Avec le temps, cet underground hip-hop qui a suscité tant d'espoir à la fin des années 90 s'est stabilisé en quelque chose de bien défini. Alors qu'il était à l'origine épars, divers, multiformes, et qu'il nous faisait une promesse alléchante de renouvellement, il est devenu au bout du compte l'apôtre de la conservation, et le refuge ultime d'un rap de facture classique qui se refuse à mourir. Jean Grae et 9th Wonder ont tous les deux hardiment représentés cette tendance. La première, autrefois appelée What? What?, ancienne membre dans les années 90 du groupe new-yorkais Natural Resource, a défendu un rap de type battle et lyrical. Quant au second, producteur de Little Brother, il a privilégié un style boom bap très traditionaliste.

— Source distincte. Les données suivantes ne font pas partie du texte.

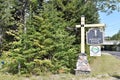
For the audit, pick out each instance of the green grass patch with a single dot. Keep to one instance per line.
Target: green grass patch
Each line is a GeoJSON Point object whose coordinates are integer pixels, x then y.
{"type": "Point", "coordinates": [106, 64]}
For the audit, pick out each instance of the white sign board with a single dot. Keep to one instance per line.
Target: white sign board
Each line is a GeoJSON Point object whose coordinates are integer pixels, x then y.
{"type": "Point", "coordinates": [95, 51]}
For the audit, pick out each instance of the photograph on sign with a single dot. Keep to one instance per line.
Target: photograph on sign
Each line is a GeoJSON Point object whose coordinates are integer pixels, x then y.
{"type": "Point", "coordinates": [94, 36]}
{"type": "Point", "coordinates": [95, 51]}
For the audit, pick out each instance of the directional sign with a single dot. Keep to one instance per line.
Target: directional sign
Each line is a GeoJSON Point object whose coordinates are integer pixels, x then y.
{"type": "Point", "coordinates": [94, 36]}
{"type": "Point", "coordinates": [95, 51]}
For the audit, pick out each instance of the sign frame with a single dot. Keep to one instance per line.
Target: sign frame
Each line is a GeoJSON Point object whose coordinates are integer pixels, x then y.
{"type": "Point", "coordinates": [95, 50]}
{"type": "Point", "coordinates": [101, 38]}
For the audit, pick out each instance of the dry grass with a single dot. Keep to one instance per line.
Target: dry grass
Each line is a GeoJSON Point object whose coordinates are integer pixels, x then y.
{"type": "Point", "coordinates": [103, 68]}
{"type": "Point", "coordinates": [106, 64]}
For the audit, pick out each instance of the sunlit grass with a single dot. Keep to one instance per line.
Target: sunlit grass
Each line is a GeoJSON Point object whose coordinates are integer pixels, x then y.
{"type": "Point", "coordinates": [106, 64]}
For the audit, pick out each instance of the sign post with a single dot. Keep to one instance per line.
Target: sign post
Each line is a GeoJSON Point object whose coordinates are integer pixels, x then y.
{"type": "Point", "coordinates": [82, 65]}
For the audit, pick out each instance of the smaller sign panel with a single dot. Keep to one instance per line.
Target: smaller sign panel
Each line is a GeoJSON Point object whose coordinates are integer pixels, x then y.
{"type": "Point", "coordinates": [95, 51]}
{"type": "Point", "coordinates": [94, 36]}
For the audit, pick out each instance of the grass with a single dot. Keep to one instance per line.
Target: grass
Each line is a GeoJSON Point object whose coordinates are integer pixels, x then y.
{"type": "Point", "coordinates": [106, 64]}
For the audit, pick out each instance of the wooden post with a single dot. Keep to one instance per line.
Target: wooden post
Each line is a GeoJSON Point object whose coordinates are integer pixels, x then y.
{"type": "Point", "coordinates": [82, 34]}
{"type": "Point", "coordinates": [82, 65]}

JEAN GRAE & 9TH WONDER - Jeanius

Pour que les choses soient claires quant au type de rap défendu, Jeanius, l'album que Jean Grae a conçu en tandem avec 9th Wonder, propose quatre pochettes alternatives (l'auditeur, qui les trouve toutes dans le livret, peut choisir celle qui lui convient le mieux), qui chacune détourne un grand classique du rap East Coast, substituant les deux intéressés aux rappeurs d'origine : It Takes a Nation of Millions to Hold Us Back de Public Enemy, Only Built 4 Cuban Linx de Raekwon, A Wolf in Sheep's Clothing de Black Sheep, et Dead Serious de Das EFX.

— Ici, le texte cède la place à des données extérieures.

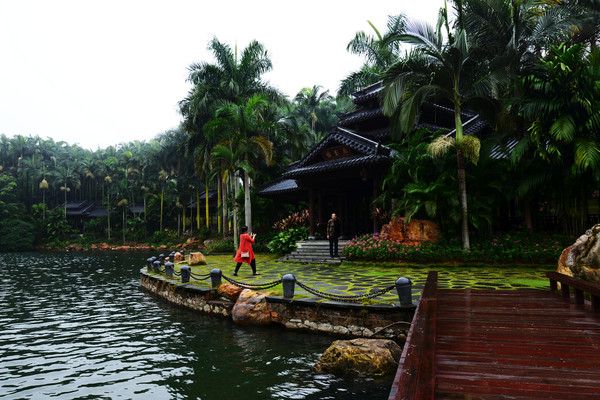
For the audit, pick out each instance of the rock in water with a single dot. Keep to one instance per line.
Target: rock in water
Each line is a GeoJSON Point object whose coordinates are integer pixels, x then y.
{"type": "Point", "coordinates": [197, 259]}
{"type": "Point", "coordinates": [251, 308]}
{"type": "Point", "coordinates": [418, 231]}
{"type": "Point", "coordinates": [582, 259]}
{"type": "Point", "coordinates": [229, 291]}
{"type": "Point", "coordinates": [360, 357]}
{"type": "Point", "coordinates": [179, 257]}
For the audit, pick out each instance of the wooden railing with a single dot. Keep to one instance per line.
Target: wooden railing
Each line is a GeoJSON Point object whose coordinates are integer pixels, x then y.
{"type": "Point", "coordinates": [580, 287]}
{"type": "Point", "coordinates": [415, 378]}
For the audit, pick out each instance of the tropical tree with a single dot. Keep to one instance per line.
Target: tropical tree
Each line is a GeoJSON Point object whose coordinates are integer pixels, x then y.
{"type": "Point", "coordinates": [561, 103]}
{"type": "Point", "coordinates": [444, 69]}
{"type": "Point", "coordinates": [245, 127]}
{"type": "Point", "coordinates": [231, 79]}
{"type": "Point", "coordinates": [309, 99]}
{"type": "Point", "coordinates": [379, 52]}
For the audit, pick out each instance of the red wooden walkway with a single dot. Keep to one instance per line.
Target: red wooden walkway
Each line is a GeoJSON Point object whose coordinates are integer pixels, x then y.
{"type": "Point", "coordinates": [496, 344]}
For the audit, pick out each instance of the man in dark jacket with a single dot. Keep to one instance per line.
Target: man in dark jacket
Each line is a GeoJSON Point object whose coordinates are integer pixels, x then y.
{"type": "Point", "coordinates": [333, 234]}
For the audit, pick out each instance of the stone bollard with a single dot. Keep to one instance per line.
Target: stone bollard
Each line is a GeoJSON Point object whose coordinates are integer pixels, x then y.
{"type": "Point", "coordinates": [215, 278]}
{"type": "Point", "coordinates": [156, 266]}
{"type": "Point", "coordinates": [169, 269]}
{"type": "Point", "coordinates": [288, 282]}
{"type": "Point", "coordinates": [404, 289]}
{"type": "Point", "coordinates": [186, 271]}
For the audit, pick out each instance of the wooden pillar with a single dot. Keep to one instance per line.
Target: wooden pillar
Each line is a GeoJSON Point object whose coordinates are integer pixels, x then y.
{"type": "Point", "coordinates": [311, 211]}
{"type": "Point", "coordinates": [320, 207]}
{"type": "Point", "coordinates": [375, 194]}
{"type": "Point", "coordinates": [346, 215]}
{"type": "Point", "coordinates": [340, 211]}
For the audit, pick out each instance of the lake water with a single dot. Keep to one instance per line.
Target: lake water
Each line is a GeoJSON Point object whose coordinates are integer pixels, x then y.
{"type": "Point", "coordinates": [78, 326]}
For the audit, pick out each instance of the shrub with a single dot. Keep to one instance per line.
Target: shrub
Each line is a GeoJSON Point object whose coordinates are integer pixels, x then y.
{"type": "Point", "coordinates": [516, 247]}
{"type": "Point", "coordinates": [296, 220]}
{"type": "Point", "coordinates": [16, 235]}
{"type": "Point", "coordinates": [220, 246]}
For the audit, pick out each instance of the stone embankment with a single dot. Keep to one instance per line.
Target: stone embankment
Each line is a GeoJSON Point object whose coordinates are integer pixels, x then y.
{"type": "Point", "coordinates": [247, 307]}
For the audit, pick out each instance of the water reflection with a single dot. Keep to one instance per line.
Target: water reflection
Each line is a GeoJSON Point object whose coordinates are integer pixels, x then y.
{"type": "Point", "coordinates": [78, 326]}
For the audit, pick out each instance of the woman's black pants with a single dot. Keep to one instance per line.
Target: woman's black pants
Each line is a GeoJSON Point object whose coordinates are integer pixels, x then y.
{"type": "Point", "coordinates": [252, 264]}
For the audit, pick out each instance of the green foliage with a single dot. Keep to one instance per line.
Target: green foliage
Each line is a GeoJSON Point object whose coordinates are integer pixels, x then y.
{"type": "Point", "coordinates": [285, 241]}
{"type": "Point", "coordinates": [16, 235]}
{"type": "Point", "coordinates": [517, 247]}
{"type": "Point", "coordinates": [58, 229]}
{"type": "Point", "coordinates": [220, 246]}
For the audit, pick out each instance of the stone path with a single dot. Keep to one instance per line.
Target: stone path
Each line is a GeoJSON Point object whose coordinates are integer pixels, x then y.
{"type": "Point", "coordinates": [353, 278]}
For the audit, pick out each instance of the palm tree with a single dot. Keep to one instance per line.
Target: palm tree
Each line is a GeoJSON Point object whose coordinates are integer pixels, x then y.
{"type": "Point", "coordinates": [231, 79]}
{"type": "Point", "coordinates": [379, 51]}
{"type": "Point", "coordinates": [436, 68]}
{"type": "Point", "coordinates": [561, 102]}
{"type": "Point", "coordinates": [245, 127]}
{"type": "Point", "coordinates": [309, 99]}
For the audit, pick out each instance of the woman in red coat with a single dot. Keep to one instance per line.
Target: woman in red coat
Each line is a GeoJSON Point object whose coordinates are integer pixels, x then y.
{"type": "Point", "coordinates": [245, 247]}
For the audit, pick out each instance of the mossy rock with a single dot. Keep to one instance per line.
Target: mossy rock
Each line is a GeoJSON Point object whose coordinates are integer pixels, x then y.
{"type": "Point", "coordinates": [360, 357]}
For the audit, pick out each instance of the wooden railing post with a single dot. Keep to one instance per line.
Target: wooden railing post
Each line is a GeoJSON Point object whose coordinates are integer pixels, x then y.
{"type": "Point", "coordinates": [580, 287]}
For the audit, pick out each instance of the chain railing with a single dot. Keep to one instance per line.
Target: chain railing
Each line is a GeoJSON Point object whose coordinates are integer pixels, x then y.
{"type": "Point", "coordinates": [288, 281]}
{"type": "Point", "coordinates": [200, 277]}
{"type": "Point", "coordinates": [345, 298]}
{"type": "Point", "coordinates": [260, 286]}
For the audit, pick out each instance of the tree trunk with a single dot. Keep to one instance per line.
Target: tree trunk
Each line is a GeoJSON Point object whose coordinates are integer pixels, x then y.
{"type": "Point", "coordinates": [236, 229]}
{"type": "Point", "coordinates": [224, 224]}
{"type": "Point", "coordinates": [220, 215]}
{"type": "Point", "coordinates": [206, 206]}
{"type": "Point", "coordinates": [124, 225]}
{"type": "Point", "coordinates": [247, 201]}
{"type": "Point", "coordinates": [162, 196]}
{"type": "Point", "coordinates": [462, 192]}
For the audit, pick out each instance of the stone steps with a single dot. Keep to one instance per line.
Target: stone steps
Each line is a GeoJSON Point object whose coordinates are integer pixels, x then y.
{"type": "Point", "coordinates": [315, 251]}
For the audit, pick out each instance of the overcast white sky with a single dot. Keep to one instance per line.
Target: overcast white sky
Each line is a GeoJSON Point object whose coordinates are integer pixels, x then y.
{"type": "Point", "coordinates": [100, 73]}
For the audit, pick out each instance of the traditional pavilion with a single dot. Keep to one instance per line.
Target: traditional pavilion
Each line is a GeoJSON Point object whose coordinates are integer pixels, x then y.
{"type": "Point", "coordinates": [343, 173]}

Tsidi Ibrahim, alias Jean Grae, n'est pas née aux Etats-Unis, mais au Cap. Elle est la fille de deux jazzmen sud-africains. Au micro, cependant, elle est une pure new-yorkaise, une amoureuse du texte. Jeanius le prouve encore, qu'elle s'y livre à des démonstrations d'habileté verbale, à des jeux avec les mots et les sons ("#8"), à du rap "conscient" (contre les proxénètes, sur "American Pimp") ou à des moments intimes comme ce "Billy Killer", concernant un amant dévoué, ce "Love Thirst" très sensuel, et surtout "My Story", à propos de son expérience de l'avortement.

Cet album a failli ne jamais voir le jour. Prévu à l'origine pour 2004, il a été piraté sur Internet, et du coup, il n'a plus été question de le sortir. D'autant plus qu'en avril 2008, la rappeuse a annoncé son intention (non suivie des faits) de raccrocher le micro. Jeanius, toutefois, a été sauvé par Talib Kweli qui, en juillet de la même année en a publié une version définitive sur son label, Blacksmith Records. Entretemps, du fait de son statut de lost classic, l'aura de l'album a grandi, et c'est presque sous le statut de classique underground, qu'il finit par voir le jour.

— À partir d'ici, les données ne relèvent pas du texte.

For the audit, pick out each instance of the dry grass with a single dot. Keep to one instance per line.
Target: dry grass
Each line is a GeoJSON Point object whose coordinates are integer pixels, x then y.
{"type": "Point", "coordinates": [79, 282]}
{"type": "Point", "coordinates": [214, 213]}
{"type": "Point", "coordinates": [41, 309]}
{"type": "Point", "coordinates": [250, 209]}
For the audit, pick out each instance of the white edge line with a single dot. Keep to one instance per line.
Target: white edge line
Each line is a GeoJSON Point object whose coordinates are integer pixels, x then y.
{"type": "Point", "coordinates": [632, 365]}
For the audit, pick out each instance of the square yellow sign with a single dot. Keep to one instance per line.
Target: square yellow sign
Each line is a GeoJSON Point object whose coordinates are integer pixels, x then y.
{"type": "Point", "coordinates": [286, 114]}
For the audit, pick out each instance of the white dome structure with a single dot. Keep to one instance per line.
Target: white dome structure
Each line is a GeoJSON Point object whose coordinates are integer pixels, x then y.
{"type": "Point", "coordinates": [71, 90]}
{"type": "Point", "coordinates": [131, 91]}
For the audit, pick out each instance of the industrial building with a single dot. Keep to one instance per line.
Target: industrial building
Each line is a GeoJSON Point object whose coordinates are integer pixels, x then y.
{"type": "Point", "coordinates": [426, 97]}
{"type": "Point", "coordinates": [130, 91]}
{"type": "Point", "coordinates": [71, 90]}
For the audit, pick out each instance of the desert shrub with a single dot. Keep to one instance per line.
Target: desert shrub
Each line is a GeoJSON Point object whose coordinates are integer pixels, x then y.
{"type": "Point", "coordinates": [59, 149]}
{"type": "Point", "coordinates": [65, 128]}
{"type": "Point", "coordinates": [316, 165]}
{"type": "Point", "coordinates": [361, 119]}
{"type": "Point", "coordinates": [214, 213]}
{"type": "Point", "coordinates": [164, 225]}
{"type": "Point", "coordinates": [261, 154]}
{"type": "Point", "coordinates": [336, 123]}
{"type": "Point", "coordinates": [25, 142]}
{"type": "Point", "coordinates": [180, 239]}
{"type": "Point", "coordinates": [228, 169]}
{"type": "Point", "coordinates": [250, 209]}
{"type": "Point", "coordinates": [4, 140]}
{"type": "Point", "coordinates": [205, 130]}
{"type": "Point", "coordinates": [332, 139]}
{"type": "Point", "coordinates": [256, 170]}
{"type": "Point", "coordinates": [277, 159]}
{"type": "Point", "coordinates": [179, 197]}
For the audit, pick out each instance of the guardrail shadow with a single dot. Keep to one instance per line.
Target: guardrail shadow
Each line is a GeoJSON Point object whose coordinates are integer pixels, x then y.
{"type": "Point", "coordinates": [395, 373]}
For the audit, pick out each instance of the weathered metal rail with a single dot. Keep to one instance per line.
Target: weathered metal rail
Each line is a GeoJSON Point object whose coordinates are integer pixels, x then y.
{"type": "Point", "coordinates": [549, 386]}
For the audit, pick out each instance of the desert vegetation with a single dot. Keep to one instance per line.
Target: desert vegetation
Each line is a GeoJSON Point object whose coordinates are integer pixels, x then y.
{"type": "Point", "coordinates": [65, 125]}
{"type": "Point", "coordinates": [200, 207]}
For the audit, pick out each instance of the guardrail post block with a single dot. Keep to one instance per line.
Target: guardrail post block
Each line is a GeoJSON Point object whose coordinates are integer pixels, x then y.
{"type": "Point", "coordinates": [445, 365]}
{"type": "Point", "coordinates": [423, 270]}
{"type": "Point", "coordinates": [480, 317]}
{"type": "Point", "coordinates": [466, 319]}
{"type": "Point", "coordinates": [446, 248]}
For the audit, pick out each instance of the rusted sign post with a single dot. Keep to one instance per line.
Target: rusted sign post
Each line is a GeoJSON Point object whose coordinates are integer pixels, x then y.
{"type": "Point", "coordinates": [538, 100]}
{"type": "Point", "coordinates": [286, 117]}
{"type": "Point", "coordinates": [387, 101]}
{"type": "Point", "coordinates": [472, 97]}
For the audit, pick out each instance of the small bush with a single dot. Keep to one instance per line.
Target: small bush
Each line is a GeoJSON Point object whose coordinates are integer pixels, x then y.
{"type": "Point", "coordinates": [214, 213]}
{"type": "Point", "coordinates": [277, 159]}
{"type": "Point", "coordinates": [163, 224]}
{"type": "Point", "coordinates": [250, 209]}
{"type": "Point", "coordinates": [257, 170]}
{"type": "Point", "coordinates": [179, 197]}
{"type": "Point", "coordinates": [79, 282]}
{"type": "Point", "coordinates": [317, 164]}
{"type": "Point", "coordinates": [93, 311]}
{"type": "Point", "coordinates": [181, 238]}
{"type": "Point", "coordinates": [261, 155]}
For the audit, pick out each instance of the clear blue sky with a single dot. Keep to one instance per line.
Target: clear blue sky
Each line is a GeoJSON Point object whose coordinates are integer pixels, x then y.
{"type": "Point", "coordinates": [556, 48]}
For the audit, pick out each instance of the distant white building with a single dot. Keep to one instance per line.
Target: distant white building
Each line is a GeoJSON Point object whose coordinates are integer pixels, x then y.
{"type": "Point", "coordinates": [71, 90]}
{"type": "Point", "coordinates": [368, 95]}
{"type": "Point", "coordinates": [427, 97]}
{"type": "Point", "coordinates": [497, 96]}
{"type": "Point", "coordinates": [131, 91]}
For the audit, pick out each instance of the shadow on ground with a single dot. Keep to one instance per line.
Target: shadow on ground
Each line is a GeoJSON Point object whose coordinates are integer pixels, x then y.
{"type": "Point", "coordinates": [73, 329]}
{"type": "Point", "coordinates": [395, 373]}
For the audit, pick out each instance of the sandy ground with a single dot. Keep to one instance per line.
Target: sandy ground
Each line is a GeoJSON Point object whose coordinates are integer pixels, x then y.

Ce titre est exagéré, car Jeanius souffre pour partie d'une tare caractéristique de Jean Grae, de la production de 9th Wonder et, plus généralement, de ce type de rap underground. Peaufiné, adroit, bien ficelé, nourri de beaux samples coupés au cordeau, il en est souvent monotone. Pourtant, même si rien n'est neuf, Jean la rappeuse battle fait son effet sur des morceaux comme "2-32′s", et elle convainc tout autant quand elle fait preuve d'introspection, interrogeant sa nature binaire sur le très bon "Don't Rush Me", et empruntant la route de la rédemption sur le tout aussi marquant "Desperada". Jeanius n'est pas obligatoirement le chef d'oeuvre de Jean Grae. Mais il est peut-être l'album qui la définit et qui la résume le mieux.